WELLINGTON COUNTY – Community Living Guelph Wellington is closing its centres in Harriston, Mount Forest, Fergus, Erin and two centres in Guelph as it transitions to a “person-centred” approach to supporting people with developmental disabilities.
And while person-centred care sounds good on paper, some staff and families are worried it will mean less support and will not lead to better, independent lives for those using the centre and the day programs it once offered.
Victoria Waltham-Kingsley said her 40-year-old son Greg Blagdon, who has Down syndrome, has been using the centre in Harriston for 18 years.
To lose it will mean he won’t see his friends, he won’t be busy with constructive activities all day, and he will lose – not gain – independence, she says, which is counter to one of the aims of the person-centred approach.
Community Living stopped its day programs and volunteer opportunities in March when the pandemic began and has focussed on its group homes and keeping staff and residents safe, healthy and meaningfully occupied.
A recent survey to families about hours of care for loved ones in the day program seemed to be the result of shutdowns due to COVID-19, but in fact was about closing the program, Waltham-Kingsley said.
“March 16 was the last day at program,” Waltham-Kingsley said in a phone interview.
“We were getting emails, but all we heard was about the group homes. What happened to us? We dropped off the face of the Earth.”
She said the day program resumed a few weeks ago, but Greg only gets one hour per week with a worker, who takes him to an activity or a location in the community.
“We’ve gone from 30 hours a week to one or two hours a week. Where can he go? What can he do in one hour?,” she said.
“It’s his goal, his dream to be in a program and to be with his friends. It’s his life.”
Waltham-Kingsley said Greg was able to walk to the centre and his day launched from there.
There were often trips outside the centre – to the library or a swimming pool or a restaurant. But there were also crafts, computer time and social time at the centre.
She said Greg is already spending more time alone at home since COVID and she worries he is becoming bored and depressed.
Joanne Smithers, president of CUPE Local 4392, which represents about 500 developmental services workers, said staff is concerned about job loss.
“But it’s really about the people we support,” Smithers said. “Some were getting six or seven hours a day, five days a week at the centre.
“Now they’ll get two to six hours a week and activities will be based in the community. Parents are calling us in tears.”
Smithers said it’s a bigger blow in rural communities as “there simply are not enough accessible community spaces to meet the need. Day programs were the only option.”
She noted that when the pandemic hit, the union worked with management on a plan to protect both staff and the people they support.
But that situation has become untenable since emergency orders have been extended.
Initiating the new delivery model on the heels of COVID-19, has only made it more difficult on workers, she said, who now must deal with the fears and concerns of family and the people they support.
Laura Hanley, executive director of Community Living Guelph Wellington, said in an email interview the organization has been moving toward the person-centred model for years.
The philosophy behind the change is to integrate people with disabilities into the community and not isolate them in facilities with no interaction with the public.
Person-centred also means individuals can set life goals and choose activities they enjoy doing and avoid activities they don’t like.
“Day services are not ending,” Hanley said.

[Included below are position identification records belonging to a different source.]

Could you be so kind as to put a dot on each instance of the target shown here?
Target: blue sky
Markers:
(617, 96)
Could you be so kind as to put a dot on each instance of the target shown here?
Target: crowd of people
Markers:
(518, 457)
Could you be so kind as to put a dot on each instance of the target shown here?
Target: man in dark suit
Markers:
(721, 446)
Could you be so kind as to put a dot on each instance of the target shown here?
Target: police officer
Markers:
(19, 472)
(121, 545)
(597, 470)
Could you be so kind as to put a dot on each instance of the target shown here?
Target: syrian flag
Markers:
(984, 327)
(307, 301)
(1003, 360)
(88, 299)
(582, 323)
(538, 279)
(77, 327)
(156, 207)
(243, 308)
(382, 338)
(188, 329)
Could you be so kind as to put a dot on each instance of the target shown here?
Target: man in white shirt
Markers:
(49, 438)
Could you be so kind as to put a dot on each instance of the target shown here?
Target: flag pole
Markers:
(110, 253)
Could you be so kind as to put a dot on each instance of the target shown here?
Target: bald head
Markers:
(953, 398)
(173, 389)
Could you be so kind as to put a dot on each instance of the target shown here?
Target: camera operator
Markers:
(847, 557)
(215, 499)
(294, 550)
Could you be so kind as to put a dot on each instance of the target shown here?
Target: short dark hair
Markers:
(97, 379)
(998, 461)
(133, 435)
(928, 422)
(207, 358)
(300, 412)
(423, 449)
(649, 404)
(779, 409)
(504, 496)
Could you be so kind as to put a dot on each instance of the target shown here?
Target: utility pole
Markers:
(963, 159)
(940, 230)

“They are, and have been, changing. We have been working towards this change for the past several years, where day services will be inclusive and community-based.
“That does mean that the buildings, whether it’s Fergus, Mount Forest, Harriston, Erin or Guelph, will not re-open for day services.”
One-on-one support means tailored support, she said.
“We know that the people we support have unique likes and dislikes. They enjoy spending time with their friends,” Hanley said.
“Through one-to-one support, we can prioritize the activities they enjoy the most, while spending time with people they’re excited to see.”
She added, “There may be times when a person wants to invite two or three friends to do an activity together.
“While the support was initially one to one, it may become four to one by the very nature of inviting other people to come together.”
Hanley acknowledged it may mean fewer hours of support for some people. But it will not mean layoffs for staff.
“We recognize that in this new way of offering service, there may be gaps,” she said.
“Together with the people we support, their families, and the people who matter most to them, we want to plan and address those gaps.
“That may include other community partners and service providers, and we will help navigate those conversations.”
Hanley said staff will now have caseloads rather than run programs at the centre.
Transportation to and from these activities will also be part of case management.
“This new way of offering services is not meant to increase costs for families. Before, if a person wanted to go to Tim Hortons, they were paying for their coffee or snack,” she explained
“If they wanted to attend a class, they still had to pay for it.
“There were some classes offered at the Community Living Centres – these were often offered by volunteers, or community members who rented the space and offered the people we support an opportunity to join in at a reduced cost. “
She added, “We’re going to work with volunteers and community members, in hopes of continuing to offer inclusive and community-based opportunities.”
The agency was to hold a virtual town hall meeting on Oct. 27 to further explain the changes to parents and caregivers.
“CLGW’s role is to provide support that builds confidence and independence, while connecting people with their community,” she said.